Did you know that the salt from Pag and Ston saltworks is the purest salt in the Mediterranean? Have you ever heard of "salt harvest"? From sea to salt - from a drop to crystal

Salt is obtained from nature in two ways: high-quality sea salt results from evaporation of sea, and lesser quality stone salt is attained from underground salt mines. Still, sea salt is healthier because it is rich with microelements and minerals and is thus listed by the WHO as a recommendable foodstuff for human usage.

Harvesting salt from the saltworks in Ston is said to date back to Roman times; it is very simple if basic conditions are met. First of all, the sea from which one obtains salt has to be pure and has to have increased salinity. Secondly, temperature of water and climate have to cause increased evaporation of water, and finally, saltworks require a shallow and spacious bay, isolated from sea flows, in which the procedure of evaporation will run its course without disturbance.
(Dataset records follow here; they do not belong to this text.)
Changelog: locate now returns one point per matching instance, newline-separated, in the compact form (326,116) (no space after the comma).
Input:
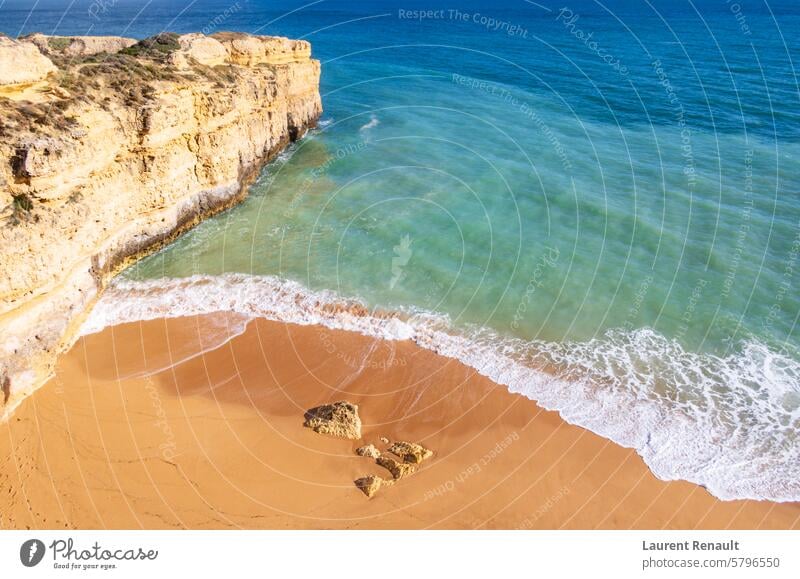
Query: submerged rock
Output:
(398,469)
(370,484)
(337,419)
(410,451)
(368,450)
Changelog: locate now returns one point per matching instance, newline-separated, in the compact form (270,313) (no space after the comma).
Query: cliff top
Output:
(50,83)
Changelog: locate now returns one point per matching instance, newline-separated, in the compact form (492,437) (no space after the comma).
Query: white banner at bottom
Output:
(387,554)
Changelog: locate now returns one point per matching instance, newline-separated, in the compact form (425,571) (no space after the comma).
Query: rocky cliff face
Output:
(106,155)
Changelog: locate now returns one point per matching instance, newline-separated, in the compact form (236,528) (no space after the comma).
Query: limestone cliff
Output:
(109,148)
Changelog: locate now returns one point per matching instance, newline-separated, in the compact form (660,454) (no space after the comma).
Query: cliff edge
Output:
(109,148)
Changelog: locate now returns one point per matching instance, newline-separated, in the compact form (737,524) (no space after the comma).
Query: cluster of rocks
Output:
(341,419)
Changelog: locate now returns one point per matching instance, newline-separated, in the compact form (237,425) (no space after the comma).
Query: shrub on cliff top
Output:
(58,43)
(156,46)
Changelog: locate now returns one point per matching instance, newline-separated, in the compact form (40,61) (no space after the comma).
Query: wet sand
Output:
(141,429)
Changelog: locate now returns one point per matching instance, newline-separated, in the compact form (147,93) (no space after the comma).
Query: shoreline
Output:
(173,423)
Ston Bay area makes it a perfect place for the harvesting of salt which is why saltworks were built there in the 13th century already. The saltworks operates to the present day, producing salt in the same way as eight centuries ago. Ston Bay is divided into shallow, separate pools filled with seawater, which is heated with sun energy and which gradually evaporates due to constantly high temperature. Shiny-white sediment of crystal salt remains at the bottom of the pools, which is then dug out, or better "harvested", with wooden shovels, and loaded onto mine cars. Compared to sea salt of some other countries, Ston salt, already at first sight, presents its excellent characteristics which more than anything witness the pureness of sea it is derived from: complete whiteness and shine.
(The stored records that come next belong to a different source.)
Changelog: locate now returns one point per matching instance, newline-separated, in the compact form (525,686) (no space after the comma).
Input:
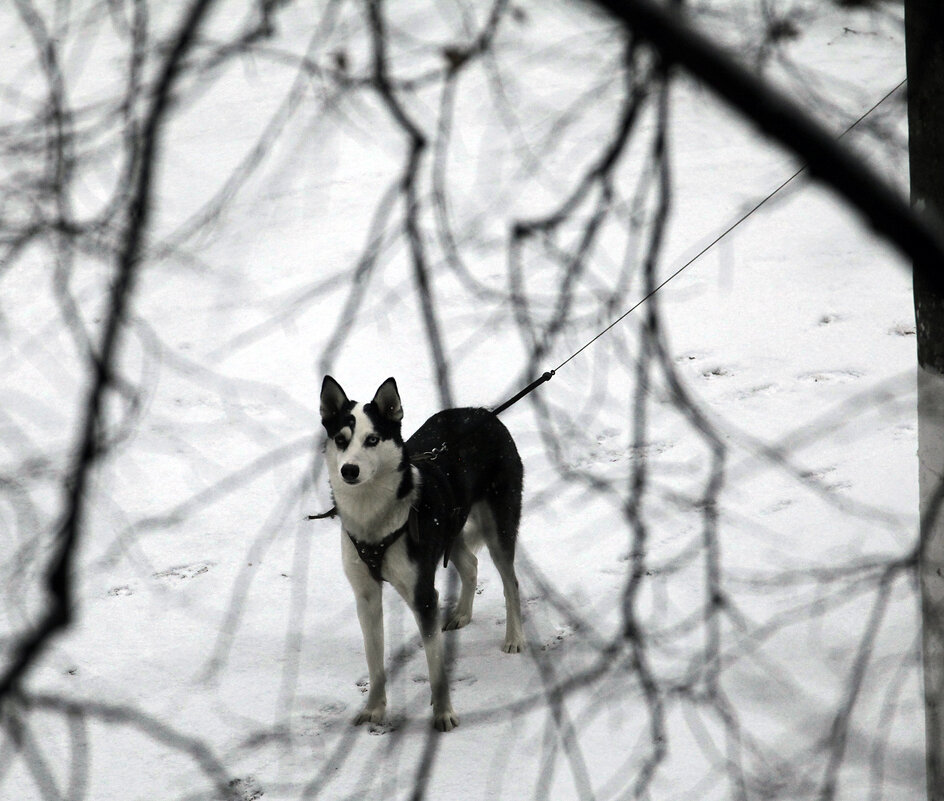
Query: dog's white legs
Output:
(514,632)
(444,717)
(467,566)
(368,596)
Salty treasure of Dubrovnik

In agricultural activities of the town of Dubrovnik harvesting salt was so important that it was already mentioned in 1272 in the Statutes' "regulations concerning salt" which set strict rules for production, sale and transport of Ston's salt. The profit made from selling salt was bigger than the profit made by selling any other foodstuff listed in Dubrovnik's trading fleet. Salt was also a state monopoly, and the duke of Dubrovnik founded a "Salt office" whose task it was to monitor the quality of salt and to run good trading politics.

Production of salt as well as its collection took place during a defined working season; during that time collecting, storaging and transport was compulsory for all residents of Ston and nearby areas. Main collection times lasted from April to October while the production itself took place from May to September. For orientation purposes, the quantity of produced salt amounted to 6.040 tons in 1611, while today, the saltworks produce mere 3000 tons.

Although salt is not the most profitable agriculturale branch anymore, all visitors who come to Dubrovnik and Ston, are welcome to come and visit saltworks and see how salt sediment is collected from salty pools in an oldfashioned, natural way.

Saltworks on Pag

Beside Ston saltworks, Pag saltworks, the biggest saltworks in Croatia today, also enjoys an excellent reputation. Its specialities like cheese and lamm are unique because of its saltiness. The grass, grazed by the cattle on Pag, is of increased salinity of soil, so milk and meat have uniquely recognisable "Pag aroma". So, if you happen to travel near Pag, be sure to taste cheese and lamm from the island of Pag.